Heyday of the civic greeter has passed by

Only in L.A.

In this fast-paced, sophisticated and somewhat suspicious age, civic greeters don't seem to be getting much love.

A poet who was Laguna Beach's unofficial greeter for almost three decades died last year. No one has taken his place.

A Long Beach homeless man who waves to motorists from a street corner was out of action for several months after he was hit by a car.

And Rodeo Drive's official greeter was laid off in January, a victim of the weak economy.

"It's too bad," said Hossein Abbasi, proprietor of the Greeter's Corner Restaurant in Laguna Beach. "All the world needs a greeter. The human interaction is missing."

Certainly Laguna Beach is not as small-townish as it was in the 1880s when Old Joe Lucas, a Portuguese fisherman, started his daily ritual of waving to stagecoaches on their way to Santa Ana or El Toro.
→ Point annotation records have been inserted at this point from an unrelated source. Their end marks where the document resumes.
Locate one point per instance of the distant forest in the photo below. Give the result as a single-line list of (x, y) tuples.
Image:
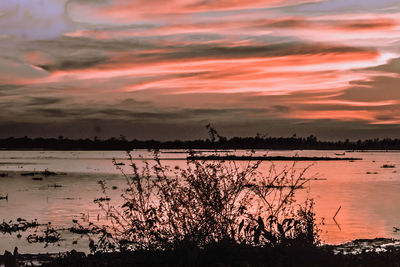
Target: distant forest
[(258, 142)]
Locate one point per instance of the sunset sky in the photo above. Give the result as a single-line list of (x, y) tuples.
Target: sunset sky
[(164, 69)]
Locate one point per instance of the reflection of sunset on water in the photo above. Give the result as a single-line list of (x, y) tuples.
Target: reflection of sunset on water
[(364, 191)]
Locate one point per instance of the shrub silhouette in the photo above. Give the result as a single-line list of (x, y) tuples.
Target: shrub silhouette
[(207, 203)]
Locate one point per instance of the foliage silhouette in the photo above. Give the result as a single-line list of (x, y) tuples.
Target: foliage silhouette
[(202, 205)]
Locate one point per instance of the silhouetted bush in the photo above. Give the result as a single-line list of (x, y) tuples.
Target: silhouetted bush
[(206, 203)]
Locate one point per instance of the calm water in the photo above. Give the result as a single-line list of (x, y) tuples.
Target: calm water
[(367, 194)]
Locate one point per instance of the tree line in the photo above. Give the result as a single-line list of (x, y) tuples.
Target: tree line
[(257, 142)]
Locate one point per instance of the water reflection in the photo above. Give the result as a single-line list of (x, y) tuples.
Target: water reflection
[(366, 193)]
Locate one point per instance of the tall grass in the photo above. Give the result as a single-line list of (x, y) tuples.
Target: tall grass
[(203, 204)]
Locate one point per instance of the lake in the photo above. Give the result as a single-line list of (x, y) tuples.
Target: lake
[(367, 193)]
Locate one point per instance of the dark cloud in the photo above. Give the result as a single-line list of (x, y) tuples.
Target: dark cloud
[(42, 101), (272, 50), (75, 63), (377, 89)]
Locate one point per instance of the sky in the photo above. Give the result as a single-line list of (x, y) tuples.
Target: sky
[(152, 69)]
He was succeeded in the 1930s by Eiler Larsen, a bearded ex-gardener famed for booming out to passersby, "Hello-ooo, how are you-uuu?"

Larsen, proclaimed the city's official greeter in 1963, once conceded that people "may think I'm crazy, but when a motorist comes to town, tired and weary of the traffic, and smiles when he leaves, does it matter what they think?"
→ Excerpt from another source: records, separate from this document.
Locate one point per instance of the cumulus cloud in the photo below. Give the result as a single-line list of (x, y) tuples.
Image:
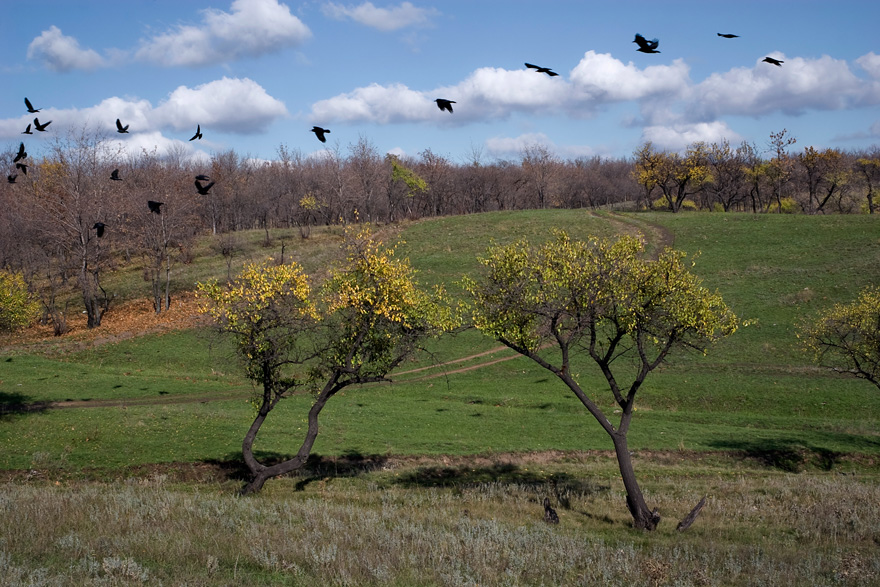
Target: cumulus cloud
[(61, 53), (215, 105), (383, 19), (799, 85), (250, 29), (677, 137)]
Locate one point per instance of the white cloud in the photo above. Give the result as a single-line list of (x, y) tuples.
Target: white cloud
[(250, 29), (228, 104), (678, 136), (62, 53), (600, 77), (383, 19), (799, 85), (216, 105)]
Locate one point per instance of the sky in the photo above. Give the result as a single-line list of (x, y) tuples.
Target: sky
[(256, 75)]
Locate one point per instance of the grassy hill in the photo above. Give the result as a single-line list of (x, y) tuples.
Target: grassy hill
[(124, 466)]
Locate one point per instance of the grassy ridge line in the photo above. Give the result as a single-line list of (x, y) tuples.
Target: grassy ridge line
[(737, 398)]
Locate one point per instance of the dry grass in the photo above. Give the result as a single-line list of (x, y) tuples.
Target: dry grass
[(425, 523)]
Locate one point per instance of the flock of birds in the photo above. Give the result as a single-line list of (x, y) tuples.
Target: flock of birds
[(644, 46)]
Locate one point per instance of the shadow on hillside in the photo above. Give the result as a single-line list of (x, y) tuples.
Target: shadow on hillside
[(12, 404), (318, 467), (785, 454), (500, 473)]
In 1981, a few years after Larsen's death, his cause was taken up by Number One Archer, a poet who said he was so named because his mother was speechless when she gave birth to twins. (His brother was named Number Two Archer.)

Archer also had a trademark phrase. When asked how he was feeling, he would answer: "I'm perfect — just like you."
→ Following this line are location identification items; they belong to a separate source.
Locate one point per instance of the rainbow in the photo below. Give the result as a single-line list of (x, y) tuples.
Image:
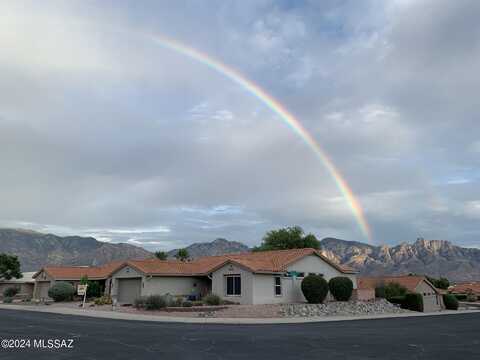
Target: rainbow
[(278, 109)]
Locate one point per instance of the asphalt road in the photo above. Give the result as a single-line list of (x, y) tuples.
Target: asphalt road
[(435, 337)]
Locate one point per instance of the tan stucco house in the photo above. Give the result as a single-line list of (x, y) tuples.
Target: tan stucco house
[(250, 278), (432, 298)]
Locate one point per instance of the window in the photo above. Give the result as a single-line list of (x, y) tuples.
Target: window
[(278, 286), (234, 285)]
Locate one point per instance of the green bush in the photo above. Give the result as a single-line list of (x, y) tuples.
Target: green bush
[(450, 301), (341, 288), (103, 300), (139, 303), (10, 292), (212, 299), (394, 289), (399, 300), (314, 288), (414, 302), (61, 291), (380, 291)]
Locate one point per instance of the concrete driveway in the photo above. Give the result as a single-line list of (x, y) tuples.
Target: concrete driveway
[(436, 337)]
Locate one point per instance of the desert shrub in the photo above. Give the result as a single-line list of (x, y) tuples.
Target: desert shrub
[(103, 300), (61, 291), (314, 288), (139, 303), (229, 302), (341, 288), (155, 302), (212, 299), (450, 301), (413, 301), (10, 292), (399, 300)]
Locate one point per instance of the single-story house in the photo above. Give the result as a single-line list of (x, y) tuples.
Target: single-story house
[(25, 285), (48, 275), (471, 288), (432, 298), (250, 278)]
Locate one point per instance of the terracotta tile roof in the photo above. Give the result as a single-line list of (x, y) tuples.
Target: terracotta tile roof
[(77, 272), (265, 261), (408, 281), (465, 288)]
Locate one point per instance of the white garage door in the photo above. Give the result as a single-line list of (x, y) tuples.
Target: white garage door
[(42, 290), (129, 290)]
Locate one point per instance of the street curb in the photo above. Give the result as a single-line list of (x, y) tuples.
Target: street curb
[(233, 321)]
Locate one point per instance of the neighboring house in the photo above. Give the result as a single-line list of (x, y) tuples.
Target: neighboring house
[(47, 276), (432, 298), (251, 278), (25, 285)]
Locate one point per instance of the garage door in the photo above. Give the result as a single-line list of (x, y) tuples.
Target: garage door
[(129, 290), (430, 303), (42, 290)]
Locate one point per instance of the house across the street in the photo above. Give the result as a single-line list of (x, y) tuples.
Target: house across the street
[(250, 278), (432, 298)]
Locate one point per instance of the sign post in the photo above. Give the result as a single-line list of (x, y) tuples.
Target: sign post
[(82, 290)]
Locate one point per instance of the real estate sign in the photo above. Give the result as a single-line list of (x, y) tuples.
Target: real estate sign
[(82, 290)]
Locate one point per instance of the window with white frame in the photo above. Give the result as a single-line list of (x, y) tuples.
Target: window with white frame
[(278, 286), (233, 285)]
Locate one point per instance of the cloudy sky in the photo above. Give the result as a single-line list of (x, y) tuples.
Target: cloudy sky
[(103, 132)]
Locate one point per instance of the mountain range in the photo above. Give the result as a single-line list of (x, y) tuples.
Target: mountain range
[(430, 257)]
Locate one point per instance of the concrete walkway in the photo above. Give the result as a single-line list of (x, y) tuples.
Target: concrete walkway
[(171, 319)]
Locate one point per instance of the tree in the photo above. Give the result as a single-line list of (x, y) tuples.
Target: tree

Now, Laguna's only greeters stand mute — two statues of Larsen occupy spots beside South Coast Highway.

"It's hard to find the kind of person who would stand out there all day and greet people," Abbasi said.

For a while it appeared that Long Beach might be without its unofficial ambassador of good will.

But, after recovering from various illnesses and an automobile sideswiping, Bob Burt is back at his spot on 7th Street, stepping boldly into traffic to collect donations from his flock.

"A woman came up to me and said, 'Where have you been?' " the 54-year-old said recently. "People tell me I make their day. A few people flip me off, but I don't get upset. I figure they're the ones with a problem, not me."

No statues honor Burt, but a local clothier did put his image on a line of T-shirts.

The news is not as good for Gregg Donovan, who was the top-hatted official greeter of the Beverly Hills Conference & Visitors Bureau for 11 years.

Visitors nervous about window-shopping at the city's high-end stores will no longer be reassured by Donovan's voice saying, "Welcome to Beverly Hills! You have arrived."

His position was eliminated by the bureau, upsetting some locals, including Larry King, who told the Associated Press, "How could they do that? He's a Beverly Hills institution."

Donovan plans to write a book.

Los Angeles has had its share of unofficial greeters over the years.

In the 1990s, Larry Green could be found daily at Highland and Melrose avenues, holding up signs that carried a thought for the day. Melrose Larry, as he is known, later became a character on the Howard Stern radio show, ran for mayor and wrote an autobiography.

Before Green, there was Eileen Anderson, the one-time Miss Liverpool, who danced in a bikini at Temple and Main streets downtown on weekday afternoons for more than a decade in the 1970s and '80s.

Anderson also ran for mayor, delivering her speeches in song. One of her main proposals was to install giant fans to "blow away the smoggy-og-og," as the lyrics went.

She retired her sidewalk-dancing gig after the city turned down her request to use Mayor Tom Bradley's parking spot when His Honor was on overseas trips.

Another greeter with a cause of sorts was Upland's Nose-Holding Man, discovered a few years ago by columnist David Allen of the Inland Valley Daily Bulletin.

The man would appear on a Foothill Boulevard corner each morning, pinching his schnoz shut to remind drivers of the pollution their vehicles were producing.

"We're a toilet that needs to be flushed," Nose-Holding Man told Allen. "I hate to sound so damn negative, but who can be positive with this damn dirty air?"

After several months, he ceased to appear on the corner, unwilling, perhaps, to continue breathing in all that smoggy-og-og.